User:Dfeuer/Increasing Net Converges to Point iff Supremum
Theorem
Let $(D,\preceq)$ be a directed set.
Let $(L,\le)$ be a totally ordered set considered under the order topology.
Let $(x_i)_{i\in D}$ be a net in $G$.
Suppose that $(x_i)$ is increasing. That is, suppose that for all $i,j\in D$, $i\preceq j \implies x_i \le x_j$.
Let $x\in L$.
Then $(x_i)$ converges to $x$ iff $x$ is the supremum of $P = \{ x_i \mid i\in D \}$.
Proof
Forward implication
Suppose that $(x_i)$ converges to $x$.
Suppose for the sake of contradiction that for some $j \in D$, $x_j > x$.
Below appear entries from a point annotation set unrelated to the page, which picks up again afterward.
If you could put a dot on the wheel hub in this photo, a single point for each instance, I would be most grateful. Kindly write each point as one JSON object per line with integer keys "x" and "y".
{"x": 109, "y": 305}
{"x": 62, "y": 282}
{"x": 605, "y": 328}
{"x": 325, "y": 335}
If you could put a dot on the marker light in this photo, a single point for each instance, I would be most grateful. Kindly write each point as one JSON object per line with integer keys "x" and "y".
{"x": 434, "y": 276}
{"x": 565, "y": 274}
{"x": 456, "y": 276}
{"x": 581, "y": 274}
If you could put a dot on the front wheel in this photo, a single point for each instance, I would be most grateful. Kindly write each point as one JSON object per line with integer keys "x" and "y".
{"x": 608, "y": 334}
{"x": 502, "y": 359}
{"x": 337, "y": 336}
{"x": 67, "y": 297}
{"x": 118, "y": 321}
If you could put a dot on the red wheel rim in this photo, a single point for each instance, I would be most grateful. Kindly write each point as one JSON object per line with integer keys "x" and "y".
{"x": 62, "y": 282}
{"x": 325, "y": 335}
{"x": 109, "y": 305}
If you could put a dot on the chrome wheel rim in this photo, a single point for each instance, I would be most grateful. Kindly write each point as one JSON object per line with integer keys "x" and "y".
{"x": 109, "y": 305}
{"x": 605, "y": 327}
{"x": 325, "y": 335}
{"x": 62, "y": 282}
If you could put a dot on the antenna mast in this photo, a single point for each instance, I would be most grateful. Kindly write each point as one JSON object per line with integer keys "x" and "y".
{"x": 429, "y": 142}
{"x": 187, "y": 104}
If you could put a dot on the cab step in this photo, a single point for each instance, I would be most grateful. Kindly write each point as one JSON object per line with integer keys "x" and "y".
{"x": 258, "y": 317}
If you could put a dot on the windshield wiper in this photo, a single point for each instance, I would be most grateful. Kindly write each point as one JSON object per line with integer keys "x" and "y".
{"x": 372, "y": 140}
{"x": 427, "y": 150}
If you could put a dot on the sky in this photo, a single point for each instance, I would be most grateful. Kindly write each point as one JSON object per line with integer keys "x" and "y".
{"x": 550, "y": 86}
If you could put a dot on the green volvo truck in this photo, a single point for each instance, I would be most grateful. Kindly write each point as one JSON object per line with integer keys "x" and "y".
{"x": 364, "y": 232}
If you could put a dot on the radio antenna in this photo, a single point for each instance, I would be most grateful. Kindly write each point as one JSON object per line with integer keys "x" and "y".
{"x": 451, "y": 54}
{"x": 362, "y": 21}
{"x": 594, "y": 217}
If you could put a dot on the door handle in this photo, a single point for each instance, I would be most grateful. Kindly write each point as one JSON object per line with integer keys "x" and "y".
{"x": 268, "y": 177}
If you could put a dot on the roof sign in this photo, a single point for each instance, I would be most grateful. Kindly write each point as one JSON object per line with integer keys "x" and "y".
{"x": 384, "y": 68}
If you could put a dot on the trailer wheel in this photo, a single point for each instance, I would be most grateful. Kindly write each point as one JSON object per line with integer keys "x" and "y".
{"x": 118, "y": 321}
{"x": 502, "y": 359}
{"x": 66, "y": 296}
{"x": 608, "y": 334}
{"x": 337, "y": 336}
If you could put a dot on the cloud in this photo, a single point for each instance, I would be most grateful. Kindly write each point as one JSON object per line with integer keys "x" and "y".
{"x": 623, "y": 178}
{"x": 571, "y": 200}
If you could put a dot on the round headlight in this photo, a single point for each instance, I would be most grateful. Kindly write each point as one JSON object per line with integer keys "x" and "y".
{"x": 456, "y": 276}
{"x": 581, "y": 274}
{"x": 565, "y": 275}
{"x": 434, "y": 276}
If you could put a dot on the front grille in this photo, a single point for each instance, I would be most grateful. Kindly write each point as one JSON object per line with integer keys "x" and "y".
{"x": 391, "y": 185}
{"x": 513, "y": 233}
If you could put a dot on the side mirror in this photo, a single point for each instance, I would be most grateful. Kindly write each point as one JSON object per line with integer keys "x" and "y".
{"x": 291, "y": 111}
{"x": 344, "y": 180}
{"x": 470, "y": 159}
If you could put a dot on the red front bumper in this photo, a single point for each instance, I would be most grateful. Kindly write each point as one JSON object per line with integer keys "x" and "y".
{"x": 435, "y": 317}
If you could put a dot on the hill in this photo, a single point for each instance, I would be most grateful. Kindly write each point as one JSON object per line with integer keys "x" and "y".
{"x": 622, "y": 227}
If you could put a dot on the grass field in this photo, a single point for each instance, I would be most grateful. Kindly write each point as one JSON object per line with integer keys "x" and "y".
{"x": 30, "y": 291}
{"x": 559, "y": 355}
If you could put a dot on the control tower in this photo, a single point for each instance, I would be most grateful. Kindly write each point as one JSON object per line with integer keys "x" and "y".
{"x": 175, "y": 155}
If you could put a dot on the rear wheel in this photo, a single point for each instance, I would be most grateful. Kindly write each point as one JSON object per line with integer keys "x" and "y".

Then since $(x_i)$ is increasing, $\forall k\in D: (k \succeq j\implies x_k\ge x_j > x)$.
But since $(x_i)$ converges to $x$, and $x_j > x$, $(x_i)$ is eventually less than $x_j$, a contradiction. Thus $x$ is an upper bound of $P$.
Let $m < x$.
Since $(x_i)$ converges to $x$, it is eventually greater than $m$.
Thus $m$ is not an upper bound of $P$.
We conclude that $x$ is the supremum of $P$.
$\Box$
Reverse implication
Suppose that $x$ is the supremum of $P$.
Let $b > x$.
Then $x_i < b$ for every $i\in D$, so $(x_i)$ is certainly eventually less than $b$.
Let $a<x$. Then $a$ is not an upper bound of $P$, so for some $j\in D$, $x_j > a$.
But then since $(x_i)$ is increasing, $\forall k\in D: (k\succeq j\implies x_k \ge x_j > a)$, so $(x_i)$ is eventually greater than $a$.
Thus we conclude that $(x_i)$ converges to $x$.
$\blacksquare$